Forum social mondial de Bamako - Premier bilan

L’organisation d’un forum social mondial est une véritable gageure, surtout pour un pays pauvre comme le Mali. Mais, pour le mouvement social malien, le bénéfice est énorme. Cela a permis de créer de véritables ponts entre toutes ces organisations, d’augmenter la solidarité dans les luttes et de renforcer la cohésion du mouvement social.

Organiser un forum mondial, cela représente un travail titanesque.

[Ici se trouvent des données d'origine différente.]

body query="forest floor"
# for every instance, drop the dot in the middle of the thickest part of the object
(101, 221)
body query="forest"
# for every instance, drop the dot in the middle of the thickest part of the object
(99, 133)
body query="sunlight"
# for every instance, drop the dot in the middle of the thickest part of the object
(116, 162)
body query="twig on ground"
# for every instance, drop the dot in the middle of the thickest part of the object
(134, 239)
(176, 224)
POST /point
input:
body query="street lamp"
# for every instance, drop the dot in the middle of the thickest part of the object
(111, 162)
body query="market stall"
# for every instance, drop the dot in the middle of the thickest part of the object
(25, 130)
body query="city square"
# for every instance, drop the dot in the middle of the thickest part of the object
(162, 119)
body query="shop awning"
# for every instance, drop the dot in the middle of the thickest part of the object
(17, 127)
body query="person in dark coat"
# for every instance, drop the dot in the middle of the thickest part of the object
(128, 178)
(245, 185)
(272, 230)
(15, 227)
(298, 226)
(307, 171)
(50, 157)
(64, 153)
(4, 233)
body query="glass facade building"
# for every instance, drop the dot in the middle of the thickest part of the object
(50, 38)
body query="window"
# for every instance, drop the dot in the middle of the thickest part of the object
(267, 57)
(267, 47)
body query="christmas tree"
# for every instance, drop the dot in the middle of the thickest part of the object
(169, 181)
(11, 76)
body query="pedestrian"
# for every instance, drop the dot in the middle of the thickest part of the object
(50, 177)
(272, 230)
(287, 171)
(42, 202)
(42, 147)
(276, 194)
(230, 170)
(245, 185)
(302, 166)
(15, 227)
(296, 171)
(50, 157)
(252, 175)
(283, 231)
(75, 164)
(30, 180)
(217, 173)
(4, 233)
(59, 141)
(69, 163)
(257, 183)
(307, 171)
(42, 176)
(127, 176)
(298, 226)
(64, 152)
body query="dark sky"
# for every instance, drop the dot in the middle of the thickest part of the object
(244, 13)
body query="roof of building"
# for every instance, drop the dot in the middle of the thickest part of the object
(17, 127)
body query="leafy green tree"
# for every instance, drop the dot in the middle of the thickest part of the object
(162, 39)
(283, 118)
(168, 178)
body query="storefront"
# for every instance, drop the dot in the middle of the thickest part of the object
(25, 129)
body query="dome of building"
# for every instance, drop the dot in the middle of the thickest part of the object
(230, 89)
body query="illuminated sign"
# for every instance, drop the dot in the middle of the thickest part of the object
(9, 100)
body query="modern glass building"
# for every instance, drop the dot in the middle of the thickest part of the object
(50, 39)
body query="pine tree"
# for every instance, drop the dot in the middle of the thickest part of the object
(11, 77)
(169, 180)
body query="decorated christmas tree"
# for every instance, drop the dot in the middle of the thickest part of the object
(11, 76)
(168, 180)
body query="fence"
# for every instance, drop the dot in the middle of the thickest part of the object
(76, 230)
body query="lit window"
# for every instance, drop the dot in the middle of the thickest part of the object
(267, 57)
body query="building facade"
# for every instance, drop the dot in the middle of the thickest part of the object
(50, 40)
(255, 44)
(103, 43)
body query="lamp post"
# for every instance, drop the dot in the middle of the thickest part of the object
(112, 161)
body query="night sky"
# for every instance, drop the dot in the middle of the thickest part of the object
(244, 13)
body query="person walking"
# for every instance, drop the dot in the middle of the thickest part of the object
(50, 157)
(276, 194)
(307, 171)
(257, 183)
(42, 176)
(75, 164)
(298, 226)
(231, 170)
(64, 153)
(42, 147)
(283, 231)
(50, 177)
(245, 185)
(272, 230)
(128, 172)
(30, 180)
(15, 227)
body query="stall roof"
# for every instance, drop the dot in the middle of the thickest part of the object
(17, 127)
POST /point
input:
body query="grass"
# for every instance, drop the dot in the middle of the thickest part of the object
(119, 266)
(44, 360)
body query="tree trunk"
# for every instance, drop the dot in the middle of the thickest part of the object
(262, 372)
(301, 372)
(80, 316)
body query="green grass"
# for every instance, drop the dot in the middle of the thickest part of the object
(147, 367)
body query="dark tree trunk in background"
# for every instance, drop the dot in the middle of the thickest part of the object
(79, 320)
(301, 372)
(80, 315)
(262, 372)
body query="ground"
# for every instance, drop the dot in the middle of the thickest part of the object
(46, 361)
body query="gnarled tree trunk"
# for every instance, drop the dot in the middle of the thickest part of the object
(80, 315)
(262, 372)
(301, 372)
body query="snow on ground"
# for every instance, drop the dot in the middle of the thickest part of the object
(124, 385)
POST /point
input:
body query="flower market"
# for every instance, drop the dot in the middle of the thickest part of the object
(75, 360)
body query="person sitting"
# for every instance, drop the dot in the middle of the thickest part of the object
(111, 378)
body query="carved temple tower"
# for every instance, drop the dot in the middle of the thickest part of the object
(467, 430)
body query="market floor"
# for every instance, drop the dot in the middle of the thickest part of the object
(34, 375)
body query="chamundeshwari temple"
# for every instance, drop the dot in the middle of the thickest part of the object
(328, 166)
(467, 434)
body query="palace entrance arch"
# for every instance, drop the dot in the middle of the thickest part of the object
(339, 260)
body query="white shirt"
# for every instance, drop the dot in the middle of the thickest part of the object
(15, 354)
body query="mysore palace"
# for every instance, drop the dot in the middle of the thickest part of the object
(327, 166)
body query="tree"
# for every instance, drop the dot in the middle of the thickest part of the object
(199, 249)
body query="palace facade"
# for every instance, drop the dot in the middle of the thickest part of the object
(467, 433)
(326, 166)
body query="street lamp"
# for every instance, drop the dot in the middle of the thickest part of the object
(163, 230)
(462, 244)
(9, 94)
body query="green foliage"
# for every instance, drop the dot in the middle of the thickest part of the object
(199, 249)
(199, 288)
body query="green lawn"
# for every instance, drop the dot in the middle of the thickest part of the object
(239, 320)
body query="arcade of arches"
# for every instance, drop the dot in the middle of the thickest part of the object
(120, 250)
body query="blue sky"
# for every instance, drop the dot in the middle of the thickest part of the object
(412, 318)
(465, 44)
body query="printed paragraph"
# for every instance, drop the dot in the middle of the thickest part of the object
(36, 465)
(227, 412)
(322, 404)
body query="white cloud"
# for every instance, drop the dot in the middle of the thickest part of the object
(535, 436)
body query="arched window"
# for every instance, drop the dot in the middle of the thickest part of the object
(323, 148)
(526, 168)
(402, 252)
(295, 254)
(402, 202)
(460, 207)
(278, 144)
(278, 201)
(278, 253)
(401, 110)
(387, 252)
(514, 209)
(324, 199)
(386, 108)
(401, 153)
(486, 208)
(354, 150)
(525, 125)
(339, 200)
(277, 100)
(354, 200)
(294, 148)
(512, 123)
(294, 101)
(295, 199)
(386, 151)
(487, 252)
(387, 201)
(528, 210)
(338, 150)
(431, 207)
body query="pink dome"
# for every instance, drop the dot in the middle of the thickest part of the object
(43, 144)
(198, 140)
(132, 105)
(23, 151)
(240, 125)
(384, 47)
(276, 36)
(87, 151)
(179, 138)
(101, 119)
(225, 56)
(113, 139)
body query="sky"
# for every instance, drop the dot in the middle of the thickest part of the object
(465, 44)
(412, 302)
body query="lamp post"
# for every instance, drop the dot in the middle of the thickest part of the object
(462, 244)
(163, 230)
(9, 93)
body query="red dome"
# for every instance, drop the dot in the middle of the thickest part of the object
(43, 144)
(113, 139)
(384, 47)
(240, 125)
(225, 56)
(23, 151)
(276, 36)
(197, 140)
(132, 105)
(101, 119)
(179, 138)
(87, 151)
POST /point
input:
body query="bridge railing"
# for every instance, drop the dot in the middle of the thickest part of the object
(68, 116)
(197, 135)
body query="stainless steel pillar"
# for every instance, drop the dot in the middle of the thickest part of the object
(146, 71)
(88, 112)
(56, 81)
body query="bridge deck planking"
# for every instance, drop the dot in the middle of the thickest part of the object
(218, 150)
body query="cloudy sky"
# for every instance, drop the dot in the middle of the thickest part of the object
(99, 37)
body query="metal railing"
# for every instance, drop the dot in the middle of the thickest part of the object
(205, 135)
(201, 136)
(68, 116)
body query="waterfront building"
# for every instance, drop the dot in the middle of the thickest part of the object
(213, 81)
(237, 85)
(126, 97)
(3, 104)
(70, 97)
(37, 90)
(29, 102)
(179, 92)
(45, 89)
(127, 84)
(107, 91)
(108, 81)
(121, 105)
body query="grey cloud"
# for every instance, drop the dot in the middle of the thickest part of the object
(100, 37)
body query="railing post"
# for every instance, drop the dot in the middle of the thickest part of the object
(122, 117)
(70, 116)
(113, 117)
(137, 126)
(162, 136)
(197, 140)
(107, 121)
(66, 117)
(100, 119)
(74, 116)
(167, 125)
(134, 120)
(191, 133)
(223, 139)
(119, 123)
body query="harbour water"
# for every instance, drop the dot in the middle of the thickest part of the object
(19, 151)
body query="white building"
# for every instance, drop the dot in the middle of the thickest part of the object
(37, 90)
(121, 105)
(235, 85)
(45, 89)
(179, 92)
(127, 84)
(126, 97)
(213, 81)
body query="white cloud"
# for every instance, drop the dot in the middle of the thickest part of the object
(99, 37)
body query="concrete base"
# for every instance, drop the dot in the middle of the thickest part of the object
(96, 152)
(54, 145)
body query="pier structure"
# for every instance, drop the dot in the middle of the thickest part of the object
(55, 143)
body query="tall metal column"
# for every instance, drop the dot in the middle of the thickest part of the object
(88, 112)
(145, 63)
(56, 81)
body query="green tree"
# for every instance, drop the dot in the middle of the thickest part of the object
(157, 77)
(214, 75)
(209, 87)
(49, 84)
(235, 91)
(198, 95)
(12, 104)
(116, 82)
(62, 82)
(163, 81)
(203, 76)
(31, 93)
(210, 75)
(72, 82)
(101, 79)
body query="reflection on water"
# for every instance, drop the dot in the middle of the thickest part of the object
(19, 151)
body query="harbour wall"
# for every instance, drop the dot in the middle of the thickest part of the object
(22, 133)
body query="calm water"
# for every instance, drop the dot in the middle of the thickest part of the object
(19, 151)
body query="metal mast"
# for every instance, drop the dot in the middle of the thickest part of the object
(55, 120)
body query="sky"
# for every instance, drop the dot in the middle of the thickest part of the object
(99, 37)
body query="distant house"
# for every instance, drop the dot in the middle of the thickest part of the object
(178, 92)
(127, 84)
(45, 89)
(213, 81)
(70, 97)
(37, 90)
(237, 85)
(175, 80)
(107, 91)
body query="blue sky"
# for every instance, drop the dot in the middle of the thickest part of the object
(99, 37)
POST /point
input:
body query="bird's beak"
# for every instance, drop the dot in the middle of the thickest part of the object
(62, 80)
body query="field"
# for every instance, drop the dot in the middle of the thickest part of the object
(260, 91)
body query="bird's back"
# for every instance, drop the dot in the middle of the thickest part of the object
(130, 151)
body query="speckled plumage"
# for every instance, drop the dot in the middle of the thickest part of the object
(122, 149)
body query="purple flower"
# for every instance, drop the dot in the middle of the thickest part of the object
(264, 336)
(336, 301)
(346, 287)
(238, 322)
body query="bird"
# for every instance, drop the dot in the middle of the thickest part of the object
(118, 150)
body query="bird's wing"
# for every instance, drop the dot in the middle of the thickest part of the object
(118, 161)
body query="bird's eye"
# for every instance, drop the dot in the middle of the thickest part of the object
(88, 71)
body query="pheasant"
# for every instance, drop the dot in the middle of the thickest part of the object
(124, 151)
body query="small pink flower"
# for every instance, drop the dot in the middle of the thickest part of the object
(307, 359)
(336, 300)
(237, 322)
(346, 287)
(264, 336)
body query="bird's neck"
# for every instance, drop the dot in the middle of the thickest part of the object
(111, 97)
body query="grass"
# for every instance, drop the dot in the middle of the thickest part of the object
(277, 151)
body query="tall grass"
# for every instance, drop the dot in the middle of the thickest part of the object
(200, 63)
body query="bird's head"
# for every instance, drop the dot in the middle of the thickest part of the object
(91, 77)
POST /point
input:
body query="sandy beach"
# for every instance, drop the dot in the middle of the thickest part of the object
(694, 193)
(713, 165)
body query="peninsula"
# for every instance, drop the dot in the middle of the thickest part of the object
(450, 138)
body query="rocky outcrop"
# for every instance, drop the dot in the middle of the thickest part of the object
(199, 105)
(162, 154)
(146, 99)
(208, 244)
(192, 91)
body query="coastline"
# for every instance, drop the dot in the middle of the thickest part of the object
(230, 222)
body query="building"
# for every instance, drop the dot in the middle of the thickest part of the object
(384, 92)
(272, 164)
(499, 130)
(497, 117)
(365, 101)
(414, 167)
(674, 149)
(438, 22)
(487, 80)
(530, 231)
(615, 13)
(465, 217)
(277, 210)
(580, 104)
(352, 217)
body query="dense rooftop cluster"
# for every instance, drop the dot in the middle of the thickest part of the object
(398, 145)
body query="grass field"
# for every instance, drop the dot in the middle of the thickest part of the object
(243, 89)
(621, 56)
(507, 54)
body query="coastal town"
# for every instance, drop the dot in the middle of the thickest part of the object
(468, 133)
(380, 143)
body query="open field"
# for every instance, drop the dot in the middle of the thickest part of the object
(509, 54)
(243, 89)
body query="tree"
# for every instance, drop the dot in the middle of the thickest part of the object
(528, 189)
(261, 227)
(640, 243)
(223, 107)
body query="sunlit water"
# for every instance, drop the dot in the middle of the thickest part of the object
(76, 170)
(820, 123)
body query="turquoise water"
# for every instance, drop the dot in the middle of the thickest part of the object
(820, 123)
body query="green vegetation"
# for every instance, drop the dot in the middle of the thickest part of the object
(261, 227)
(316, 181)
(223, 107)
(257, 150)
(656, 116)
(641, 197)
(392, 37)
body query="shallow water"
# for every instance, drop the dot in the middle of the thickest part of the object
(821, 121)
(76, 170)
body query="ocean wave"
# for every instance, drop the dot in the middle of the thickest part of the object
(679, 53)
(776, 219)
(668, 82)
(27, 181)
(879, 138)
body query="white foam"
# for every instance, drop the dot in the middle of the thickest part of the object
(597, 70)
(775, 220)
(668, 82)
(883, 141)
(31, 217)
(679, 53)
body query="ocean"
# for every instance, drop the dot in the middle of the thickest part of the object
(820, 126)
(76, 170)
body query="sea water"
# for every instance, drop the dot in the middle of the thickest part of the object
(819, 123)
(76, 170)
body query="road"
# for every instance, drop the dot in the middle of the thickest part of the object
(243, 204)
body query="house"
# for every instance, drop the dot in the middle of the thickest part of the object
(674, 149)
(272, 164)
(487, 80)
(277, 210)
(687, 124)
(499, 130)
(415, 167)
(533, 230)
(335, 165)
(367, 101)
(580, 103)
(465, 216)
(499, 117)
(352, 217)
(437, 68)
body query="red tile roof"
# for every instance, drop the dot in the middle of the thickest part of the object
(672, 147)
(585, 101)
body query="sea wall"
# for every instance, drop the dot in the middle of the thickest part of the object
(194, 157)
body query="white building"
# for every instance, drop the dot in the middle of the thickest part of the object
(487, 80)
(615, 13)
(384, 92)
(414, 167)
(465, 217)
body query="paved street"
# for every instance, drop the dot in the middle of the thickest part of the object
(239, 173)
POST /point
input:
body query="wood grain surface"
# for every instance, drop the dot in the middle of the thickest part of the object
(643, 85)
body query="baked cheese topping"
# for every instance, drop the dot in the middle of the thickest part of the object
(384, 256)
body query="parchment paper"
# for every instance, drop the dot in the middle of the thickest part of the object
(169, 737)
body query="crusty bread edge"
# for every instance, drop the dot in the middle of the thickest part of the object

Avec le peu de moyens dont elles disposent, les organisations maliennes ont dû mobiliser toutes les ressources disponibles pendant plus de neuf mois. Cette aventure n’a pas été sans grosses frayeurs. Quelques jours à peine avant l’ouverture du forum, la majeure partie des fonds manquait encore cruellement. L’équipe malienne s’est sentie bien seule. L’appui in extremis de collègues sénégalais et de quelques ONG européennes ont permis au forum d’avoir lieu tant bien que mal. Pour Mamadou Goïta, l’un des coordinateurs, si on veut conserver la nature non institutionnelle et non hiérarchique du forum, « il faut que chacun, chacune, individu ou organisation se sente réellement acteur et non pas seulement participant ».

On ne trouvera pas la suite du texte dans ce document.